1. Feb 6, 2013

chill_factor

lets say we have a covariant 4-gradient ∂$_{μ}$ = (1/c ∂/∂t, ∇). How do I actually apply this to a function, say x^2 where x is an arbitrary 4-vector (ct,-x,-y,-z)?

2. Feb 6, 2013

Lavabug

What is x^2? Is it the scalar product of x*x or the contravariant vector ((ct)^2, -x^2, -y^2, -z^2)? If it is the latter, just contract:

$\partial_\mu x^2^\mu$

If it is the former, I suppose you would apply it just like an ordinary 3-gradient on a scalar function.

3. Feb 6, 2013

chill_factor

that is what is bothering me as well. I assumed it was the scalar product, since it seems to me that you need a scalar function to apply a gradient operator, but in an example problem, the 4-gradient was applied to a 4-vector.

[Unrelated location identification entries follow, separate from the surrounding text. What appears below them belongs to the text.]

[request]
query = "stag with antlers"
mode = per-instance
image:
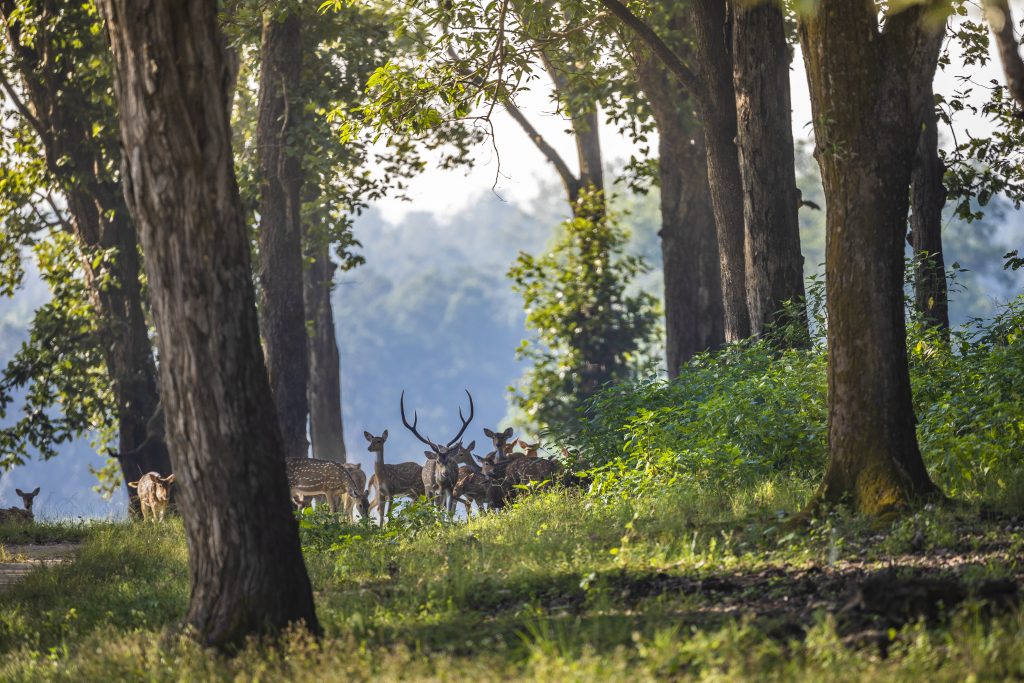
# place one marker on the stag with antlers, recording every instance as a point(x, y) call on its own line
point(440, 473)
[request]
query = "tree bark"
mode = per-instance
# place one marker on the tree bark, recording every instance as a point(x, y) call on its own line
point(712, 50)
point(283, 318)
point(761, 76)
point(928, 198)
point(326, 428)
point(693, 313)
point(99, 222)
point(866, 116)
point(245, 561)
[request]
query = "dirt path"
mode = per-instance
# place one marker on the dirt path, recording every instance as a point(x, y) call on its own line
point(29, 557)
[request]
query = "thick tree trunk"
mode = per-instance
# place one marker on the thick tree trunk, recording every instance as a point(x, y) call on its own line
point(693, 313)
point(862, 83)
point(100, 223)
point(326, 427)
point(283, 319)
point(245, 560)
point(712, 29)
point(761, 70)
point(928, 198)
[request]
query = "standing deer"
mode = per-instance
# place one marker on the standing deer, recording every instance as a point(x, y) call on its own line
point(20, 514)
point(392, 480)
point(154, 492)
point(309, 476)
point(440, 473)
point(473, 484)
point(500, 439)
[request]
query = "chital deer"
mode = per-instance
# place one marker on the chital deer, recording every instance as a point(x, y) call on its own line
point(440, 472)
point(154, 492)
point(501, 440)
point(309, 476)
point(391, 480)
point(528, 449)
point(24, 514)
point(473, 485)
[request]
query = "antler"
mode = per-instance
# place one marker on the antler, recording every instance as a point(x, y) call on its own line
point(465, 422)
point(412, 427)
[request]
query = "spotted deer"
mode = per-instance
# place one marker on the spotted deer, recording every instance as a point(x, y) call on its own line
point(530, 450)
point(391, 480)
point(309, 476)
point(23, 514)
point(473, 485)
point(440, 472)
point(500, 439)
point(154, 492)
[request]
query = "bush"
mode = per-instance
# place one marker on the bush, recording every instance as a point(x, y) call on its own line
point(751, 411)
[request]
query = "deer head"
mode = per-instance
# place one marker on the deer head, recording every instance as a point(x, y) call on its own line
point(442, 453)
point(28, 498)
point(500, 439)
point(376, 442)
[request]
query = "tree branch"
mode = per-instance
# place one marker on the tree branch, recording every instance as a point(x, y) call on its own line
point(682, 73)
point(568, 179)
point(1001, 22)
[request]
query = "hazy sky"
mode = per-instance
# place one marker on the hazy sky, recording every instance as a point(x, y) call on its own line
point(523, 170)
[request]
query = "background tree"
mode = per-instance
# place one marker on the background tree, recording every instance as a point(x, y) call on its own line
point(577, 295)
point(865, 85)
point(66, 101)
point(171, 80)
point(283, 317)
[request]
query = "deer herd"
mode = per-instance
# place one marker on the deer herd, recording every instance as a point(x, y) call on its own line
point(452, 474)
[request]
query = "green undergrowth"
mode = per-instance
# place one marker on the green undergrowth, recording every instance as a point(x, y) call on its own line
point(704, 584)
point(752, 411)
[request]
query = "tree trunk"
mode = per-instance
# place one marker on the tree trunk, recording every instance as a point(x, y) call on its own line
point(928, 198)
point(326, 427)
point(712, 30)
point(99, 222)
point(865, 123)
point(761, 71)
point(283, 319)
point(693, 314)
point(246, 565)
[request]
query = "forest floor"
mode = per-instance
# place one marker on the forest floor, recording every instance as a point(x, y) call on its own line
point(685, 585)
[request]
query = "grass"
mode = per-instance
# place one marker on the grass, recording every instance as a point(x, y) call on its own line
point(697, 585)
point(702, 585)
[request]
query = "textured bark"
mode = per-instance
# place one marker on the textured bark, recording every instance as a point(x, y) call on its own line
point(693, 313)
point(245, 560)
point(761, 75)
point(99, 221)
point(928, 198)
point(283, 318)
point(712, 51)
point(326, 429)
point(864, 86)
point(1001, 19)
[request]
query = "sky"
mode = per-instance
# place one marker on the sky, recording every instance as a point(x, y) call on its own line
point(516, 172)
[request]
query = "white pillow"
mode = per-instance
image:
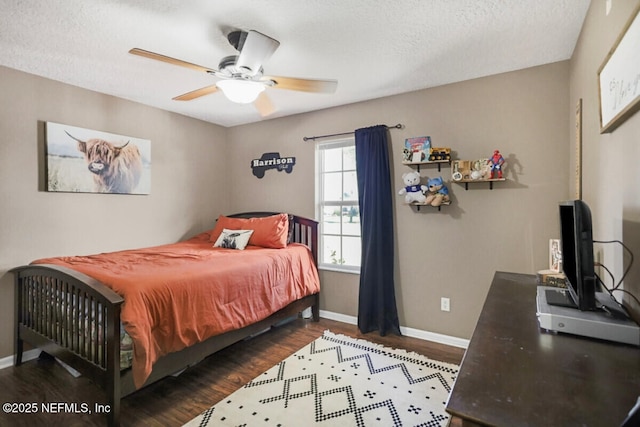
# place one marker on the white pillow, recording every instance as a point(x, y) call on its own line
point(233, 239)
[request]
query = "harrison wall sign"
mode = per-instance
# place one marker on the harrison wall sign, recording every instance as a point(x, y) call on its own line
point(272, 161)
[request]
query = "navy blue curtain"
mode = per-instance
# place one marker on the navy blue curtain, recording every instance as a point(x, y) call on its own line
point(376, 301)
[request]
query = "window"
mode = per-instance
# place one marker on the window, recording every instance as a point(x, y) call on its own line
point(337, 204)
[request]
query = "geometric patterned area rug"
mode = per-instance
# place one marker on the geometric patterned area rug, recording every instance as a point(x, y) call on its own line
point(340, 381)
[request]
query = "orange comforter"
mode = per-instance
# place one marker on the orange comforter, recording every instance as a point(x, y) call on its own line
point(181, 294)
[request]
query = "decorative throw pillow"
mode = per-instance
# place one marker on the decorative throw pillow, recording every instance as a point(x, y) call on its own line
point(233, 239)
point(269, 232)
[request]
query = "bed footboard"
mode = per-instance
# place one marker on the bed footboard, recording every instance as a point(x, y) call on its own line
point(73, 317)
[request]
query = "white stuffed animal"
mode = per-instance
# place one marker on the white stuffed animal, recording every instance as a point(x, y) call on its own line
point(413, 191)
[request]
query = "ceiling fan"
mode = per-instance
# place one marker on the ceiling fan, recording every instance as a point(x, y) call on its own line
point(242, 78)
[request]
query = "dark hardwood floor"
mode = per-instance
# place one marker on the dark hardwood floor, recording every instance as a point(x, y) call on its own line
point(174, 401)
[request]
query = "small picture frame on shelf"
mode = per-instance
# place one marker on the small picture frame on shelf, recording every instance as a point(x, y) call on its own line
point(555, 255)
point(417, 149)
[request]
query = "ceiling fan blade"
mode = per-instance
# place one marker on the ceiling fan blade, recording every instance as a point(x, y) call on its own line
point(196, 93)
point(256, 50)
point(303, 85)
point(169, 60)
point(264, 105)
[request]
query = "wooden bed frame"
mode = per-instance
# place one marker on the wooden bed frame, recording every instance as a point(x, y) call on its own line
point(41, 288)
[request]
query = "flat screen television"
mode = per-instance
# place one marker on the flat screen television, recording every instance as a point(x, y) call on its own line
point(576, 243)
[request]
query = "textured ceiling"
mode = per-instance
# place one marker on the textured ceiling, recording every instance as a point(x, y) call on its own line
point(373, 48)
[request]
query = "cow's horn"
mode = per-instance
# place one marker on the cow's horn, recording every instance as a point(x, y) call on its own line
point(79, 140)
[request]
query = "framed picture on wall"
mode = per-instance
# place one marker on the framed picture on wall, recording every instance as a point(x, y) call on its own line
point(82, 160)
point(619, 77)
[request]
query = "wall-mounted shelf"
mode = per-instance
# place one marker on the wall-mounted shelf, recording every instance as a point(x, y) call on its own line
point(434, 162)
point(418, 205)
point(467, 181)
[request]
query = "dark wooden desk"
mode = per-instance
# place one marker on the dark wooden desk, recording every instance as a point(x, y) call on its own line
point(514, 374)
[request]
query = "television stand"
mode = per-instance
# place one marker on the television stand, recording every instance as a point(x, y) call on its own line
point(610, 325)
point(514, 374)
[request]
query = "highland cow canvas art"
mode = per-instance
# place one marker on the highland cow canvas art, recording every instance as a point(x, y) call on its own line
point(88, 161)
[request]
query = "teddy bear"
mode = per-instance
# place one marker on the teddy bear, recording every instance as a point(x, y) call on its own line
point(438, 193)
point(413, 191)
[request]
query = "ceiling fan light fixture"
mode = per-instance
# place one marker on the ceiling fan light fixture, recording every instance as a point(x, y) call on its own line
point(240, 91)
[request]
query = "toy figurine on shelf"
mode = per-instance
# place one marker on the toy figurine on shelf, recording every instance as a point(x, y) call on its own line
point(496, 161)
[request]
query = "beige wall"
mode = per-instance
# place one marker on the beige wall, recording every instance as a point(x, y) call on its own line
point(201, 170)
point(189, 180)
point(611, 175)
point(455, 252)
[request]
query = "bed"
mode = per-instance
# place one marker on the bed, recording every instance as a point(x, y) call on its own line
point(88, 310)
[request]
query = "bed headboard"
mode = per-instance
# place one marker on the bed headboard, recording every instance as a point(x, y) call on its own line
point(301, 230)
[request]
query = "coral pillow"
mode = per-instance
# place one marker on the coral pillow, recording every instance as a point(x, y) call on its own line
point(268, 232)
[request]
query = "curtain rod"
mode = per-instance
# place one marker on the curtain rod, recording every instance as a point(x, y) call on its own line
point(313, 138)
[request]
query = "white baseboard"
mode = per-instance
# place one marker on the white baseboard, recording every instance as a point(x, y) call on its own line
point(5, 362)
point(410, 332)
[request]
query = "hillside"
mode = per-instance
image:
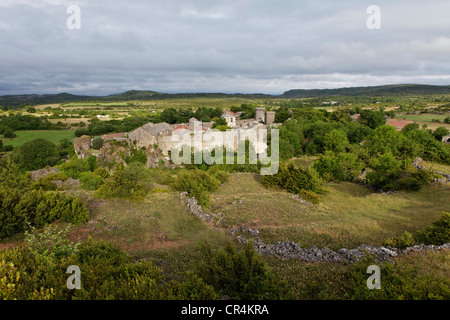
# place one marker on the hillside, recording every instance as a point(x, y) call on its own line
point(387, 90)
point(17, 101)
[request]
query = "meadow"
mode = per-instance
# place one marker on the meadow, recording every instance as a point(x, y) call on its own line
point(54, 136)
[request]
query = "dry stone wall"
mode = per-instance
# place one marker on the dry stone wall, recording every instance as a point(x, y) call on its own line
point(292, 250)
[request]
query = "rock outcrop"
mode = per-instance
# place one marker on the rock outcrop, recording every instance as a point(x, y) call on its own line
point(82, 145)
point(292, 250)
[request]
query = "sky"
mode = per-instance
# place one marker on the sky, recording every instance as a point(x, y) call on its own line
point(229, 46)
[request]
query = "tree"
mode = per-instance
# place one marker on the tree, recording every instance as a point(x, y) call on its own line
point(8, 133)
point(336, 141)
point(282, 115)
point(220, 122)
point(373, 119)
point(169, 115)
point(81, 132)
point(440, 132)
point(97, 143)
point(36, 154)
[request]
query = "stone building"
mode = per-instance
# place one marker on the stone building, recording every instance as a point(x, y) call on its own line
point(159, 139)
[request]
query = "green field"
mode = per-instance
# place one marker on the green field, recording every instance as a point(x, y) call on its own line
point(54, 136)
point(426, 117)
point(348, 215)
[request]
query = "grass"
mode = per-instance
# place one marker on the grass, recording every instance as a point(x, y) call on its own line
point(437, 167)
point(427, 117)
point(158, 222)
point(348, 215)
point(329, 281)
point(54, 136)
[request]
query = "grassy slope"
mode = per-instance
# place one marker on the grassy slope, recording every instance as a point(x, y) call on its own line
point(54, 136)
point(348, 215)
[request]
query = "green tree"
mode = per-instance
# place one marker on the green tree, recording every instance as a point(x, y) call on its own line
point(336, 140)
point(37, 154)
point(440, 132)
point(97, 143)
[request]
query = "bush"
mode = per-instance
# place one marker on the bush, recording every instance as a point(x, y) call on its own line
point(398, 282)
point(39, 272)
point(36, 154)
point(8, 133)
point(196, 183)
point(406, 240)
point(37, 207)
point(90, 181)
point(74, 167)
point(239, 274)
point(131, 182)
point(294, 180)
point(97, 143)
point(81, 132)
point(339, 167)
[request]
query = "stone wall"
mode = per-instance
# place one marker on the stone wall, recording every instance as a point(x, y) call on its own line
point(292, 250)
point(417, 164)
point(81, 146)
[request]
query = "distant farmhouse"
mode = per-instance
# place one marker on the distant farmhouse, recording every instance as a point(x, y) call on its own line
point(159, 139)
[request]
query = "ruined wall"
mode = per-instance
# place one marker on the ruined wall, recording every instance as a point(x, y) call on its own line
point(81, 146)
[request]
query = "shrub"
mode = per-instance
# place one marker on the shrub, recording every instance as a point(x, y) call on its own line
point(8, 133)
point(131, 182)
point(90, 181)
point(36, 154)
point(37, 207)
point(196, 183)
point(74, 167)
point(406, 240)
point(294, 180)
point(340, 166)
point(239, 274)
point(97, 143)
point(38, 272)
point(81, 132)
point(398, 282)
point(309, 196)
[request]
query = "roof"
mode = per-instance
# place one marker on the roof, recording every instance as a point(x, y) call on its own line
point(229, 114)
point(114, 135)
point(398, 124)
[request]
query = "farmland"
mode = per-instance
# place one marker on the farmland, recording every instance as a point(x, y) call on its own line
point(54, 136)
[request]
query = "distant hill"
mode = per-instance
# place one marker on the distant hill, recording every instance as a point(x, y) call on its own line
point(18, 101)
point(386, 90)
point(35, 99)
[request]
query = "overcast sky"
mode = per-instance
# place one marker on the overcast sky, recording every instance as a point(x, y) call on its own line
point(247, 46)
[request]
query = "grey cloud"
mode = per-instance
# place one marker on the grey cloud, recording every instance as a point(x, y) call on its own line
point(227, 46)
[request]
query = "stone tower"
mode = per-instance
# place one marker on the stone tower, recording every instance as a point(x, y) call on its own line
point(270, 117)
point(260, 114)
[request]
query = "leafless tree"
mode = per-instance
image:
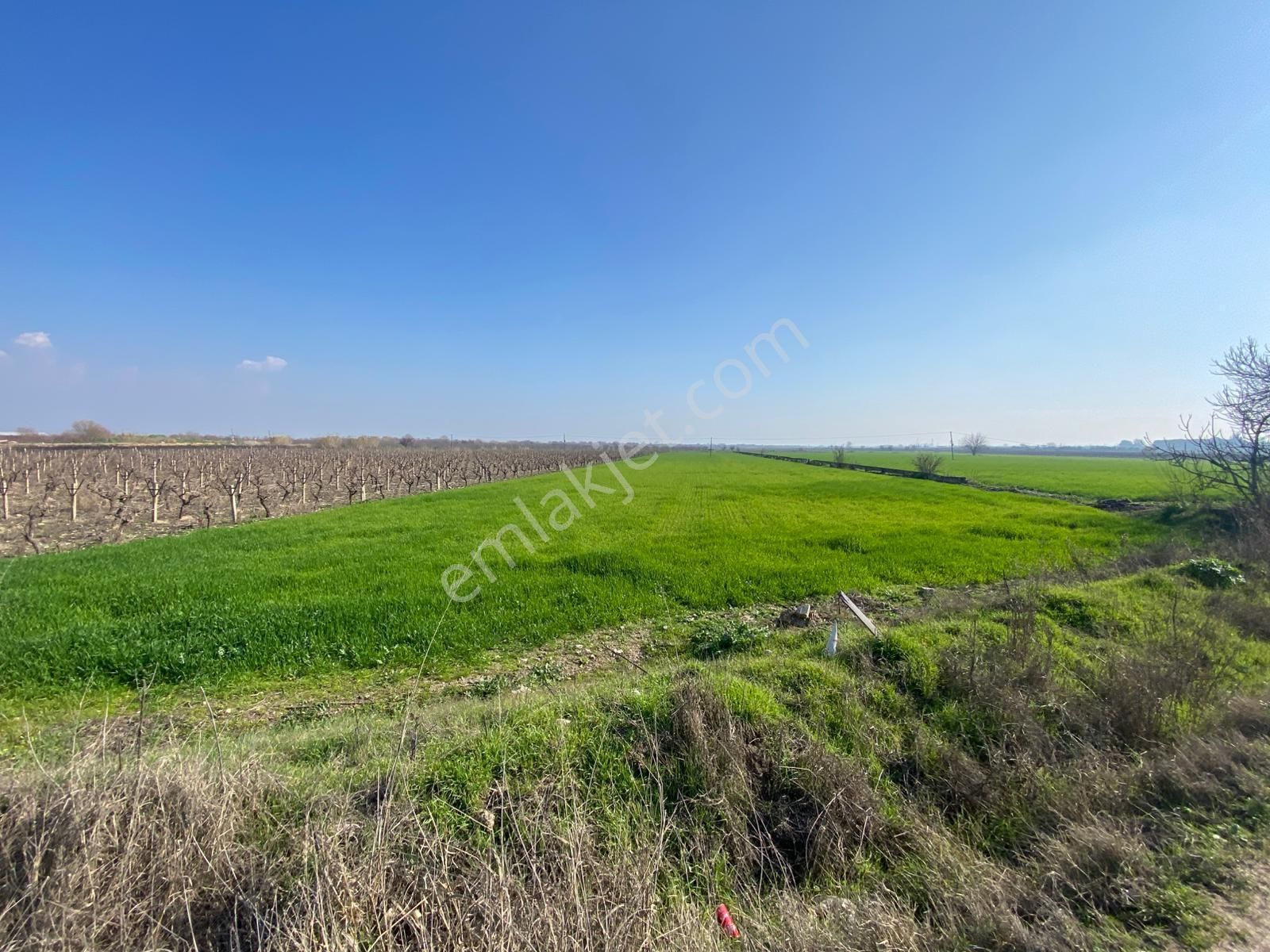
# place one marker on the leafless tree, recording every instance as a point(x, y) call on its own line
point(976, 443)
point(1231, 450)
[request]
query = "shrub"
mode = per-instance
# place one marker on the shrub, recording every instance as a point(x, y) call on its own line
point(1213, 573)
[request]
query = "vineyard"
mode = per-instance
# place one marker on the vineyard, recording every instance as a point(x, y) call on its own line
point(56, 498)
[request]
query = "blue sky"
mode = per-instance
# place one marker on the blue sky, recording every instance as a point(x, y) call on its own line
point(1037, 221)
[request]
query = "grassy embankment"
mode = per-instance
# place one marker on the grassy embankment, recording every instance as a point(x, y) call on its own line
point(360, 588)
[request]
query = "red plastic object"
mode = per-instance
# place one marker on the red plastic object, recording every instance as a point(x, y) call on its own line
point(725, 923)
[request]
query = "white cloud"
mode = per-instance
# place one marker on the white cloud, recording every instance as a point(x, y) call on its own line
point(267, 366)
point(33, 338)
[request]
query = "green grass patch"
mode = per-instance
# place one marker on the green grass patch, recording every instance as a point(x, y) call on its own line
point(360, 588)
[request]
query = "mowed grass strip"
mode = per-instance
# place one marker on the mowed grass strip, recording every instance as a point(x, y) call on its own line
point(360, 588)
point(1085, 476)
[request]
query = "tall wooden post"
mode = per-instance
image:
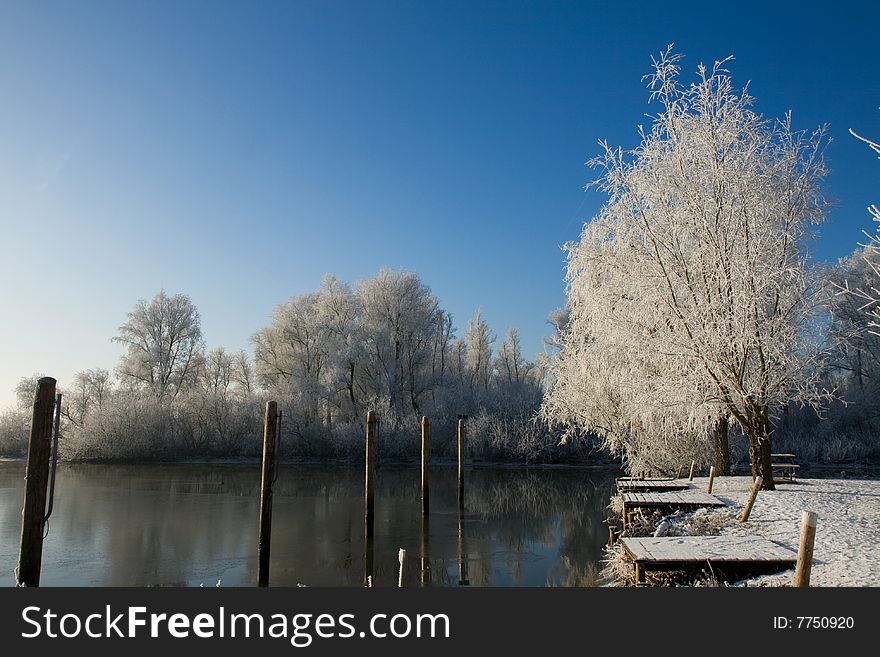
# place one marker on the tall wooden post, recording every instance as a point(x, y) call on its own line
point(369, 493)
point(462, 445)
point(753, 494)
point(370, 474)
point(805, 549)
point(424, 550)
point(426, 438)
point(270, 438)
point(30, 556)
point(401, 559)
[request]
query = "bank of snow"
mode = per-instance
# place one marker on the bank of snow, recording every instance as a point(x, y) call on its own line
point(847, 534)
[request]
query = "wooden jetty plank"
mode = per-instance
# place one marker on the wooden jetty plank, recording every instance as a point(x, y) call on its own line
point(681, 550)
point(672, 498)
point(657, 485)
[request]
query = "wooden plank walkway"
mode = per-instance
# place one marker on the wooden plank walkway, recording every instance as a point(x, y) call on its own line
point(679, 552)
point(678, 499)
point(666, 500)
point(651, 485)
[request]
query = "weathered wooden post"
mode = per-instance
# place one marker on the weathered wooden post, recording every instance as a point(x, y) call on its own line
point(753, 494)
point(424, 563)
point(30, 556)
point(270, 439)
point(401, 559)
point(462, 445)
point(369, 493)
point(805, 549)
point(426, 431)
point(370, 474)
point(462, 551)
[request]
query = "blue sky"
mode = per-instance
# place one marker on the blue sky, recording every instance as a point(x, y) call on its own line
point(237, 152)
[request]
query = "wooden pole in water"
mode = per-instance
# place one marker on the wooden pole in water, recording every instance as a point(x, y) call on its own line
point(805, 549)
point(369, 492)
point(30, 556)
point(462, 438)
point(401, 558)
point(752, 496)
point(370, 474)
point(424, 564)
point(426, 436)
point(463, 579)
point(270, 437)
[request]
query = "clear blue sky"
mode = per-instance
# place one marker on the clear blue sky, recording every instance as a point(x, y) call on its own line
point(239, 151)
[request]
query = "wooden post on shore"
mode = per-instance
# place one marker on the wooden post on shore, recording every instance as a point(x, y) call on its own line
point(462, 445)
point(369, 493)
point(30, 556)
point(805, 549)
point(270, 438)
point(752, 496)
point(424, 573)
point(426, 431)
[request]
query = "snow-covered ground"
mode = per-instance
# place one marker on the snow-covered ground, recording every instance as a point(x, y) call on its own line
point(847, 547)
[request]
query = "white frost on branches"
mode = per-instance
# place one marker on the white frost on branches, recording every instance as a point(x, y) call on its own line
point(690, 296)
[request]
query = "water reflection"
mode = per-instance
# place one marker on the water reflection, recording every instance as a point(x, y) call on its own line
point(129, 525)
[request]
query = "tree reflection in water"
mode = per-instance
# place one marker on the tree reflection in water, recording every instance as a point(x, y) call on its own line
point(128, 525)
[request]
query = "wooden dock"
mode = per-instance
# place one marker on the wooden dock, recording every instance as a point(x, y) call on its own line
point(745, 553)
point(651, 485)
point(666, 501)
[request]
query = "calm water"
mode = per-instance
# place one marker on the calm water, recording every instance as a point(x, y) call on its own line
point(185, 525)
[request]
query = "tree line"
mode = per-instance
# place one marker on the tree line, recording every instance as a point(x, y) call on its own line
point(694, 309)
point(327, 356)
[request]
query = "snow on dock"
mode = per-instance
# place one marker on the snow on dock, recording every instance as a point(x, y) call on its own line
point(679, 552)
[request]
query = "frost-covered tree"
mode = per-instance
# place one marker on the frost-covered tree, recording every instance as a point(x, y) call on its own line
point(401, 321)
point(510, 362)
point(164, 345)
point(88, 391)
point(479, 340)
point(291, 353)
point(690, 296)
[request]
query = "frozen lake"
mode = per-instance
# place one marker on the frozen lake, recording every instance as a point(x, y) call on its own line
point(186, 525)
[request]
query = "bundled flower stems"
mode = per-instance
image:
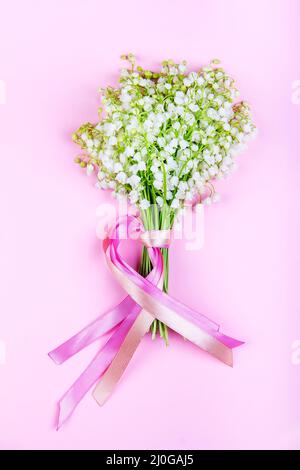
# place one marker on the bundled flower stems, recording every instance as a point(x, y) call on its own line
point(162, 140)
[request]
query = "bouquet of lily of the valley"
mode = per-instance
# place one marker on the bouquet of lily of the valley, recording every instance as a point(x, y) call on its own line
point(163, 138)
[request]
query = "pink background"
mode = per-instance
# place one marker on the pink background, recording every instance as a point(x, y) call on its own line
point(54, 55)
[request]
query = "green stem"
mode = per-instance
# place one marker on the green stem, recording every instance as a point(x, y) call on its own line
point(157, 219)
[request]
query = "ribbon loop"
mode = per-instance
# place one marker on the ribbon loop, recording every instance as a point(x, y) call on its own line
point(132, 319)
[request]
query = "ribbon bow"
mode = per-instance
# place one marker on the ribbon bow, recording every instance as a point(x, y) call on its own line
point(133, 318)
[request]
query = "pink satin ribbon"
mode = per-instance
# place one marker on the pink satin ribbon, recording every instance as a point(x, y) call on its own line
point(133, 318)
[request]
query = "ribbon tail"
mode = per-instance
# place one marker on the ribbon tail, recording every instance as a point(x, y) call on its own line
point(121, 360)
point(177, 316)
point(92, 332)
point(95, 369)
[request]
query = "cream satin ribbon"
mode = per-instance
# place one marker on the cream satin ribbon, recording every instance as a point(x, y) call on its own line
point(131, 319)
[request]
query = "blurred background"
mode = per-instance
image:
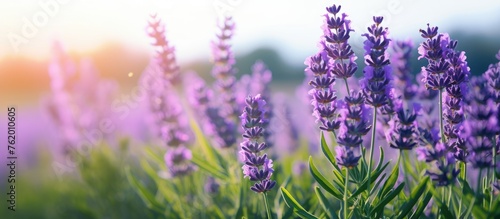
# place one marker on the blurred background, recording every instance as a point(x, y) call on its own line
point(112, 36)
point(281, 33)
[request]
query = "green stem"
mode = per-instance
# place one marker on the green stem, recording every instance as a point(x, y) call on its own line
point(268, 209)
point(372, 145)
point(463, 173)
point(493, 172)
point(404, 158)
point(345, 192)
point(441, 126)
point(449, 196)
point(347, 87)
point(479, 180)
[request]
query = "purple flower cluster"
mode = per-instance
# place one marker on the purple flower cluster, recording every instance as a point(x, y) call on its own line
point(77, 106)
point(481, 125)
point(334, 60)
point(164, 57)
point(447, 71)
point(261, 78)
point(403, 128)
point(164, 105)
point(223, 70)
point(323, 95)
point(337, 31)
point(493, 76)
point(354, 117)
point(257, 166)
point(377, 73)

In an example I'm looking at, they tell me ∂$_{μ}$ x$^{μ}$ = 1 where x$^{μ}$ = (ct,-x,-y,-z). How did they get this?

4. Feb 6, 2013

Lavabug

Assuming your indices are in the right place, that inner product should give -2, not 1.

You can apply a gradient to a vector, all the time in fluid dynamics. It produces a tensor.

If it is instead ∂$_{μ}$ x$_{μ}$, using the minkowski metric with signature +,-,-,-, you could get something that looks like (1,1,1,1). If somehow that "1" you have in your example is supposed to be a vector with just 1's, this is what they did, otherwise I have no clue.

Last edited: Feb 6, 2013
5. Feb 6, 2013

chill_factor

thank you greatly. i believe i figured it out.

6. Feb 6, 2013

Lavabug

What was it, out of curiosity?

7. Feb 6, 2013

WannabeNewton

That is the divergence. The gradient is not being involved at all. $\partial _{\mu }x^{\mu } = \partial _{t}x^{t} + \triangledown \cdot \vec{x}$.

8. Feb 6, 2013

dextercioby

No, $\partial_{\mu}x^{\mu} = 4$.